Failure is admittedly also difficult for me because I’m such a perfectionist. I’ve been working on “failing” and forgiving myself lately.
I felt a lot of failure this weekend when I didn’t stick to my new vegan diet. I had been so good for about two weeks only to blow it on Saturday and Sunday.
We had a game night at our house on Saturday night, and everyone brought a little something. My husband was sweet enough to buy me some ($10!!!) vegan cheese from the supermarket, and it was delicious. He made a regular cheese plate for everyone else, but that isn’t what tempted me and I didn’t touch it. My friend brought a cream cheese taco dip type thing, and I felt badly about the fact nobody was eating it, so I had some. I know this isn’t such a big deal in the grand scheme of things, but as I said before, I’m a perfectionist and don’t handle failure very well.
On Sunday, we went snowshoeing for a few hours and then decided to go to a local brewery for food and beer afterward. I caved there too when I ordered a veggie sandwich with cheese. I was so hungry from our strenuous activity that I didn’t even stop to think about it. And it almost felt like, well, I already screwed this up so I might as well go for gold.
But I think the all or nothing mindset is one I’ve always had when trying to go strict vegetarian (or make other big lifestyle changes), and it usually backfires in one way or another. If I mess up once, it isn’t worth it anymore. That is obviously a destructive mindset that does little to motivate one to endure adversity. It can also bring down your self worth, which isn’t great, either.
So, instead of beating myself up about it, I pulled myself up by my bootstraps and started fresh yesterday. And it wasn’t hard because on the drive home, I passed two livestock trucks carrying pigs, and as I looked over and saw their eyes peering out at me in despair from the darkness, I remembered why I’m doing what I’m doing and why it’s so important.
To keep me from straying, I packed a delicious yet frugal lunch/snacks–cashews (the best!!!), pasta w/marinara, artichokes, and white beans (aka I’m poor right now and can’t spend a ton on groceries), and veggies w/guac.

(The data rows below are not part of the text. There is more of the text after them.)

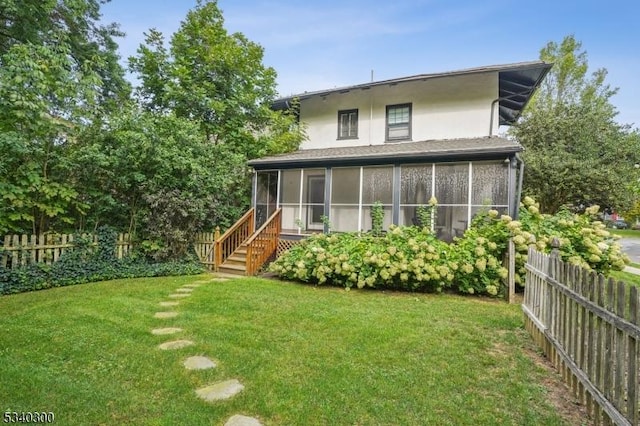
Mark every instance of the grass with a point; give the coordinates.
(306, 355)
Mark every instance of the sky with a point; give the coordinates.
(316, 45)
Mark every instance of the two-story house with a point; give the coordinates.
(400, 142)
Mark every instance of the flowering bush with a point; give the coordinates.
(583, 240)
(412, 258)
(405, 258)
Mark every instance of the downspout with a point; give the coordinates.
(491, 120)
(519, 188)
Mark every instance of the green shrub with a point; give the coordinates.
(411, 258)
(404, 258)
(89, 263)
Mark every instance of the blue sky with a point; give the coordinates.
(320, 45)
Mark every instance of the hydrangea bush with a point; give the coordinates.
(412, 258)
(407, 258)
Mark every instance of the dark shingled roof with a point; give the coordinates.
(399, 152)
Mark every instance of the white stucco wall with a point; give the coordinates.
(442, 108)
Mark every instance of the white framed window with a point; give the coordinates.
(398, 122)
(348, 124)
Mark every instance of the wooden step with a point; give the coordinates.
(235, 260)
(232, 269)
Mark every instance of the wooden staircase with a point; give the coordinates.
(240, 251)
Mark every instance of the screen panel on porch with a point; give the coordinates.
(415, 191)
(461, 189)
(266, 195)
(377, 185)
(345, 198)
(302, 199)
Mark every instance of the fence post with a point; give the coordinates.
(217, 254)
(552, 268)
(511, 278)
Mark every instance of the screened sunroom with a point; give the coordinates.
(335, 188)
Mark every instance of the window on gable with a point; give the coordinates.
(398, 122)
(348, 124)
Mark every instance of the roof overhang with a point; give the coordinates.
(447, 150)
(517, 83)
(516, 87)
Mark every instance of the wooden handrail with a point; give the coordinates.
(234, 237)
(263, 243)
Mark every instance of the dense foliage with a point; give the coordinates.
(79, 151)
(412, 258)
(89, 263)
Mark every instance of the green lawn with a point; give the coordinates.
(627, 233)
(306, 356)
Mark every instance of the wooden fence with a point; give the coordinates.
(21, 250)
(589, 328)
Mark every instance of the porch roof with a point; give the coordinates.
(389, 153)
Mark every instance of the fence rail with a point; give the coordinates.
(21, 250)
(589, 328)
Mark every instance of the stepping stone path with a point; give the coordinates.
(171, 314)
(198, 363)
(220, 391)
(240, 420)
(161, 331)
(176, 344)
(179, 295)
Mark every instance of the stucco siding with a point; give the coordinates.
(442, 108)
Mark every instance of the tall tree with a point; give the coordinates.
(576, 154)
(58, 69)
(217, 79)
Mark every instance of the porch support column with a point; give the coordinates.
(254, 195)
(395, 209)
(327, 198)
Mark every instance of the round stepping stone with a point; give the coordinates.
(169, 330)
(179, 295)
(240, 420)
(220, 391)
(165, 315)
(175, 344)
(198, 363)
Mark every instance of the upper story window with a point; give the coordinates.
(348, 124)
(398, 122)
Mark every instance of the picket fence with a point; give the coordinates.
(589, 328)
(21, 250)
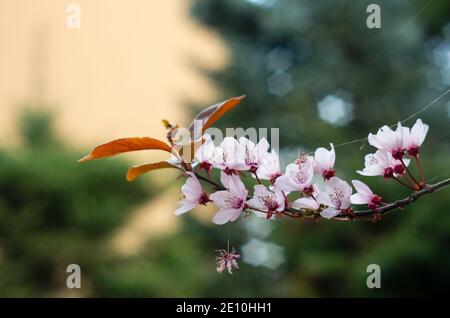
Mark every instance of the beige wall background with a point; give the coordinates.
(132, 63)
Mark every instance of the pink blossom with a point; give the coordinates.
(193, 195)
(324, 162)
(305, 203)
(269, 169)
(267, 200)
(231, 202)
(336, 197)
(227, 260)
(389, 140)
(364, 195)
(205, 154)
(382, 163)
(228, 157)
(252, 154)
(298, 176)
(413, 139)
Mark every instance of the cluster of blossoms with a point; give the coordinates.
(309, 186)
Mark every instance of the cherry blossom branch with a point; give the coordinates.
(399, 203)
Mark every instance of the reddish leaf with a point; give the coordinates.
(136, 171)
(122, 145)
(210, 115)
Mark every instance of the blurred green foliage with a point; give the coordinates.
(55, 211)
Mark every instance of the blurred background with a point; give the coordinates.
(311, 68)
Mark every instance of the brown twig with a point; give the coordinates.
(400, 203)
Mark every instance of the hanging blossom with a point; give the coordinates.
(227, 260)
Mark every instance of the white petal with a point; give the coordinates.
(222, 199)
(358, 198)
(225, 215)
(305, 203)
(329, 213)
(419, 132)
(324, 158)
(362, 188)
(184, 206)
(192, 188)
(255, 203)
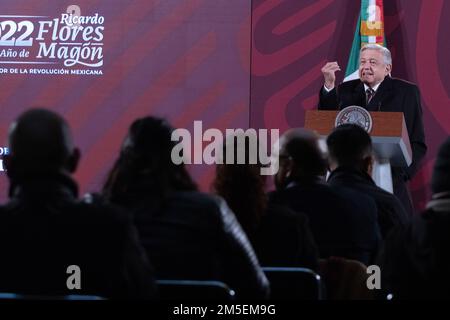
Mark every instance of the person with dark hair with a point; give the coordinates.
(280, 237)
(45, 232)
(374, 89)
(351, 162)
(343, 223)
(187, 234)
(415, 259)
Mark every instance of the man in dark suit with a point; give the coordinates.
(45, 229)
(375, 90)
(343, 222)
(415, 260)
(350, 157)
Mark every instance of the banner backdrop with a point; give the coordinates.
(293, 39)
(190, 60)
(103, 63)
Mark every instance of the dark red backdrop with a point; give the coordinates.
(293, 39)
(230, 63)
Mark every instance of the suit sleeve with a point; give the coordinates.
(328, 100)
(414, 121)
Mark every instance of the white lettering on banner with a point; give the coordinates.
(67, 41)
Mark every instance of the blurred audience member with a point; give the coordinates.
(44, 229)
(343, 222)
(416, 258)
(279, 236)
(351, 162)
(187, 234)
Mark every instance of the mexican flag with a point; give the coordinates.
(369, 29)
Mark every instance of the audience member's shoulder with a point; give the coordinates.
(283, 214)
(196, 199)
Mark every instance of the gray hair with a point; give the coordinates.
(385, 51)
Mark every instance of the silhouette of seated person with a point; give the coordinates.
(280, 236)
(343, 222)
(415, 259)
(187, 234)
(351, 162)
(45, 229)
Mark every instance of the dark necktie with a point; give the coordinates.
(369, 95)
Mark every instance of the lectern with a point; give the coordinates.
(389, 138)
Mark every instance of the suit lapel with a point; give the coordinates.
(358, 95)
(383, 93)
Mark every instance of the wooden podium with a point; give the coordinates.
(389, 138)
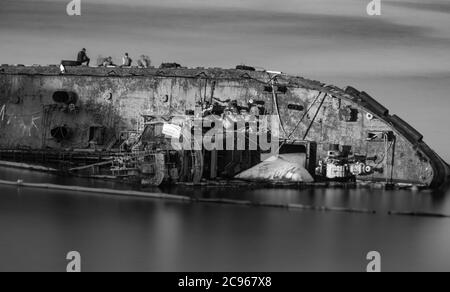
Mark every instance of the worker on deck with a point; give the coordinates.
(83, 58)
(126, 61)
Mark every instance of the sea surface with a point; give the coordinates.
(38, 227)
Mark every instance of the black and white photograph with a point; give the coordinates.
(223, 142)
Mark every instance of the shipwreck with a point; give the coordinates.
(121, 124)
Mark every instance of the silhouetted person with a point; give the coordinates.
(126, 61)
(83, 58)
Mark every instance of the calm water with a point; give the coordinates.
(39, 227)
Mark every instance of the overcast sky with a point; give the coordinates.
(401, 57)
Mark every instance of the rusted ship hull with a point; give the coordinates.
(43, 109)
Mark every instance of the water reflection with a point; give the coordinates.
(39, 227)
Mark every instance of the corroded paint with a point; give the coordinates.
(116, 99)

I also had a great dinner of a Dr. Praeger burger topped with So Delicious shreds, frozen mixed veg, and a yummy salad with Sprouts Lemon Tahini dressing.
Something else really awesome today–I got my copy of The Homemade Vegan Pantry! I am so excited to use it to make staples so I don’t have to buy so many vegan foods in wasteful plastic packaging. I can’t wait to start experimenting with it.

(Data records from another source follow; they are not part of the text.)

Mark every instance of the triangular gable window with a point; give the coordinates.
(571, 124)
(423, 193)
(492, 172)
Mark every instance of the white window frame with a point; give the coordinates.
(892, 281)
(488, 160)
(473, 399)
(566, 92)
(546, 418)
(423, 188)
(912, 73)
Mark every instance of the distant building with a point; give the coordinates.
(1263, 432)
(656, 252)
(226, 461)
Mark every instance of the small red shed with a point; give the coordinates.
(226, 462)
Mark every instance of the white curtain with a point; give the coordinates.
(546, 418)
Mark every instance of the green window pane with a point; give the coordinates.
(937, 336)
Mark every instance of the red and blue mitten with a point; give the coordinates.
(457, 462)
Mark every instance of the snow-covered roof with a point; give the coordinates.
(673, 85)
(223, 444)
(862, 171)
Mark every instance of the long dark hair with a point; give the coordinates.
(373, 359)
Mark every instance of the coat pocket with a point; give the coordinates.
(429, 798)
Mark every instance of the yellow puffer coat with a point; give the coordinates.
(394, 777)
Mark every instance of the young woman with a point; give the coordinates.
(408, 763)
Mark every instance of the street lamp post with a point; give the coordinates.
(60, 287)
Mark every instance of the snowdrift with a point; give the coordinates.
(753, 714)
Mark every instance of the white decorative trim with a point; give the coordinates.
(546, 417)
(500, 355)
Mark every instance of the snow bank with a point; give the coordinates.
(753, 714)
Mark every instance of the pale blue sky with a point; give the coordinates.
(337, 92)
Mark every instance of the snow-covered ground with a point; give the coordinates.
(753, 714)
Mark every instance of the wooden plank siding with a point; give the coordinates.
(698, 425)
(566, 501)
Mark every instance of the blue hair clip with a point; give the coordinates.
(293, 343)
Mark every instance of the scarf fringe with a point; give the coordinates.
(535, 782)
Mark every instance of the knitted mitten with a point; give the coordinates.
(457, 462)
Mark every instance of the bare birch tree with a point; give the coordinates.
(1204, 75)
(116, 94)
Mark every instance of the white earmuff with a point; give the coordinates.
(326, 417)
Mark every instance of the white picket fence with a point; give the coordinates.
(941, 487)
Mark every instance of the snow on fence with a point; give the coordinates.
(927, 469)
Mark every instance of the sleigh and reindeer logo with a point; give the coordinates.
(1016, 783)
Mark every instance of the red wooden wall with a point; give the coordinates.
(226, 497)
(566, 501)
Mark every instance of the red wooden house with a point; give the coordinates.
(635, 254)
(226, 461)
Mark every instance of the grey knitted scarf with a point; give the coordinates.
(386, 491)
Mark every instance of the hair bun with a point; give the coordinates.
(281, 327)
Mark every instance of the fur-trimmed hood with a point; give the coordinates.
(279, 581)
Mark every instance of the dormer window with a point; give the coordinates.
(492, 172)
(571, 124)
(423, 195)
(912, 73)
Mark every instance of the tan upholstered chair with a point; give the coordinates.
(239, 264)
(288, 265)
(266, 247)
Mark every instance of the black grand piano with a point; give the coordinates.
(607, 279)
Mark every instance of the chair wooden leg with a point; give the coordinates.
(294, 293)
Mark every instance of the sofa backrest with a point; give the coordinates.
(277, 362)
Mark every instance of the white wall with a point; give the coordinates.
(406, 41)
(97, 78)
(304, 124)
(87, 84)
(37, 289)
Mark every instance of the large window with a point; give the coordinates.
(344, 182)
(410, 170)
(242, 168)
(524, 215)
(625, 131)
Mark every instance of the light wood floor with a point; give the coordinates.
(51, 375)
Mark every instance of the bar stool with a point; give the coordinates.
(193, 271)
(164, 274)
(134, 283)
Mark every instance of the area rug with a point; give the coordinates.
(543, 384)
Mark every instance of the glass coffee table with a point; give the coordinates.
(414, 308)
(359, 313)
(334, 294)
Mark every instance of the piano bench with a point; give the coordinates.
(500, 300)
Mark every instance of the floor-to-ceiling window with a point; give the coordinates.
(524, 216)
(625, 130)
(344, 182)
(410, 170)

And although I’m a bit late, I’d like to acknowledge MLK for being someone who inspired me to care so much about animal rights. I’ve always respect MLK for his stance and activism on human rights, of course, but I’m always impressed at how progressive his stance on animals rights was at the time. Right now, some quotes of his I’m keeping in mind are: “The time is always right to do what’s right” and “Life’s most persistent and urgent question is, ‘what are you doing for others?'”
I am concerned about animal rights not only because I love and care about animals and the environment upon which our meat and dairy addiction is wreaking havoc, I also care about the people who are forced to work in slaughterhouses and are being exploited by a cruel and inhumane system. These people are often immigrants, paid poorly for soul-crushing and dangerous work, and don’t always have another choice when trying to feed and clothe their families.
I don’t know what it’s like to be in their shoes–I have never been so desperate I’d take any job to support myself. I’ve never been hungry or jobless. I have never had to run from a dangerous situation and immerse myself in a culture completely foreign to me.
And I think it’s really easy for animal rights activists to have zero compassion for those who do work in slaughterhouses or on dairy farms, but I think we must acknowledge a corrupt and unequal socioeconomic system before we chastise those who find work there. If we don’t have compassion and forgiveness for all, we will never make the changes we so wish to see.
I can only imagine a world where there is kindness and equality toward everyone including animals. So, instead of judging those who contribute to the needless suffering of animals, I will do my best to contribute to the goodness of the world by doing what I can and making small changes that will hopefully impact someone, somewhere.